Cryptanalysis can be seen as an effort to translate a ciphertext (an encrypted text) to a human language. Cryptanalysis can thus be related to the computational linguistics. This area originated with efforts in the United States in the 1950s to have computers automatically translate texts from foreign languages into English, particularly Russian scientific journals. Nowadays it is a field of study devoted to developing algorithms and software for intelligently processing language data. Systematic (public) efforts to automate cryptanalysis using computers can be traced to first papers written in late ’70s (see e.g. Schatz, 1977). However, the research area has still many open problems, closely connected to an area of Artificial Intelligence. It can be concluded from the current state-of-the-art, that although computers are very useful in many cryptanalytic tasks, a human intelligence is still essential in complete cryptanalysis.

For convenience of a reader we recall some basic notions from cryptography. Very thorough survey of classical ciphers is written by Kahn (1974). A message to be encrypted (plaintext) is written in the lowercase alphabet P = {a, b, c… x, y, z}. The encrypted message (ciphertext) is written in uppercase alphabet C = {A, B, C… X, Y, Z}. Different alphabets are used in order to better distinguish plaintext and ciphertext, respectively. In fact these alphabets are the same.

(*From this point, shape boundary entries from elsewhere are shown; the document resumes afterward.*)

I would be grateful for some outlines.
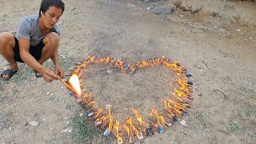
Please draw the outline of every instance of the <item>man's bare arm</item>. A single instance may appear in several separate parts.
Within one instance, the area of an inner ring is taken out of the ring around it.
[[[47,67],[41,65],[30,54],[30,41],[24,38],[18,38],[19,54],[21,58],[24,62],[34,70],[38,70],[42,74],[43,78],[46,82],[51,82],[57,78],[57,75]]]
[[[24,62],[31,67],[42,74],[45,66],[42,66],[30,54],[30,40],[24,38],[18,38],[19,54],[21,58]]]

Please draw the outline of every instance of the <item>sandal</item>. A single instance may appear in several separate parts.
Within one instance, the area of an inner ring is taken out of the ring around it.
[[[41,74],[38,70],[34,70],[34,75],[36,78],[42,78],[42,75],[41,75]]]
[[[1,74],[0,79],[1,79],[1,80],[3,80],[3,81],[7,81],[7,80],[9,80],[11,77],[13,77],[13,75],[14,75],[14,74],[16,74],[17,72],[18,72],[18,70],[14,72],[12,70],[7,69],[7,70],[4,70],[4,71]],[[3,78],[2,75],[8,75],[9,77],[8,77],[8,78]]]

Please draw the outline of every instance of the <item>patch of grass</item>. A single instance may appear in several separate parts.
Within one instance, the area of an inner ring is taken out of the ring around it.
[[[205,116],[202,112],[198,112],[196,114],[196,118],[200,121],[201,126],[205,131],[209,131],[209,129],[206,126]]]
[[[238,130],[238,129],[239,129],[239,126],[238,122],[234,121],[230,122],[230,126],[227,129],[229,133],[234,133],[235,131]]]
[[[86,116],[74,117],[72,123],[74,130],[72,138],[76,143],[111,143],[111,140],[103,138],[102,131],[97,129]]]

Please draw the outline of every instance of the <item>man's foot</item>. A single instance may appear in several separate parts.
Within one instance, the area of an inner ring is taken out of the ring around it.
[[[42,77],[42,75],[41,75],[41,74],[38,70],[34,70],[34,75],[35,75],[36,78]]]
[[[18,72],[18,70],[15,71],[13,71],[11,69],[7,69],[1,74],[0,79],[3,81],[7,81],[12,76],[14,76],[14,74],[16,74],[17,72]]]

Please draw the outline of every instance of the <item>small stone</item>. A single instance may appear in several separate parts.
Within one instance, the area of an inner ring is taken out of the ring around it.
[[[32,121],[29,122],[30,125],[31,125],[32,126],[37,126],[39,122],[36,122],[36,121]]]
[[[128,109],[126,107],[123,107],[123,110],[126,110],[126,111],[128,110]]]
[[[82,101],[82,98],[78,98],[78,99],[76,100],[76,102],[77,102],[78,103],[80,103]]]
[[[181,122],[181,124],[182,124],[182,126],[187,126],[185,120],[182,120],[182,121],[181,121],[180,122]]]
[[[106,72],[107,72],[108,74],[111,74],[111,73],[112,73],[112,70],[106,70]]]
[[[71,130],[71,129],[65,129],[65,130],[62,130],[61,131],[61,133],[66,133],[66,132],[71,133],[71,132],[72,132],[72,130]]]
[[[106,105],[105,105],[105,106],[106,106],[106,109],[108,110],[110,107],[111,107],[111,105],[106,104]]]
[[[237,29],[237,30],[235,30],[236,31],[241,31],[241,29]]]

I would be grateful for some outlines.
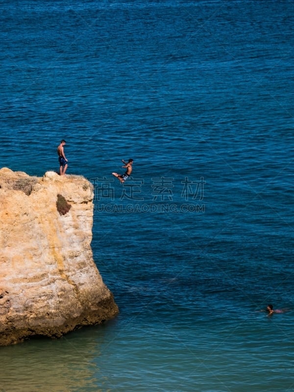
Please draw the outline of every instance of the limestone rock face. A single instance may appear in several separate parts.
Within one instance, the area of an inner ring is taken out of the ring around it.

There is a reversible encryption rule (algorithm) how to transform the plaintext to the ciphertext, and vice-versa. These algorithms depend on a secret parameter K called the key. The set of possible keys K is called the key-space. Input and output of these algorithms is a string of letters from respective alphabets, P* and C*. Both, sender as well as receiver, uses the same secret key, and the same encryption and decryption algorithms.

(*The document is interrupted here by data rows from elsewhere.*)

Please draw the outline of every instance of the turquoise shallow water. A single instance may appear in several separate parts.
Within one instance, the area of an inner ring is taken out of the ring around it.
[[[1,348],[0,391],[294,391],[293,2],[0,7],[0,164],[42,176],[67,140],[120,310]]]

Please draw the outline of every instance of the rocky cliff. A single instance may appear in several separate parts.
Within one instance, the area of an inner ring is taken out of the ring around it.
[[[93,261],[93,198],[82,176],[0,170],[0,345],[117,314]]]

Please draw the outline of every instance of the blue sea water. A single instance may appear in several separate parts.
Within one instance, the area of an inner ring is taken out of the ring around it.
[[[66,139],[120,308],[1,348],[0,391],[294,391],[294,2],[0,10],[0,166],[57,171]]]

There are three basic classical systems to encrypt a message, namely a substitution, a transposition, and a running key. In a substitution cipher a string of letters is replaced by another string of letters using prescribed substitution of single letters, e.g. left ‘a’ to ‘A’, replacing letter ‘b’ by letter ‘N’, letter ‘c’ by letter ‘G’, etc. A transposition cipher rearranges order of letters according to a secret key K. Unlike substitution ciphers the frequency of letters in the plaintext and ciphertext remains the same. This characteristic is used in recognizing that the text was encrypted by some transposition cipher. A typical running key cipher is to derive from a main key K the running key K₀ K₁ K₂…K_n. If P = C = K is a group, then simply y_i = e_K(x_i) = x_i + K_i .

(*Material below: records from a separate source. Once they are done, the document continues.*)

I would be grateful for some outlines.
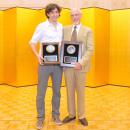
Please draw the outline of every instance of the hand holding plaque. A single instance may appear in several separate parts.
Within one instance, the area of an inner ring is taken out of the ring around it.
[[[61,66],[74,67],[82,54],[82,42],[63,41],[61,46]]]
[[[59,64],[59,43],[42,43],[44,64]]]

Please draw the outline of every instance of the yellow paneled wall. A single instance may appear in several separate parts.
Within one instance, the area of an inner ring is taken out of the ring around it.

Thus it is convenient to define a ciphering algorithm for classical ciphers as follows:

Definition 1: A classical cipher system is a five-tuple (P,C,K,E,D), where the following conditions are satisfied:

• 1.

  P is a finite set of a plaintext alphabet, and P* the set of all finite strings of symbols from P.

• 2.

  C is a finite set of a ciphertext alphabet, and C* the set of all finite strings of symbols from C..

• 3.

  K is a finite set of possible keys.

• 4.

  For each K ∈ K, there is an encryption algorithm e_K ∈ E, and a corresponding decryption algorithm d_K ∈ D such that d_K (e_K(x)) = x for every input x∈ P and K ∈ K..

• 5.

  The ciphering algorithm assigns to any finite string x₀ x₁ x₂…x_n from P* the resulting ciphertext string y₀ y₁ y₂…y_n from C*, where y_i = e_K(x_i) . The actual key may, or need not depend on the index i.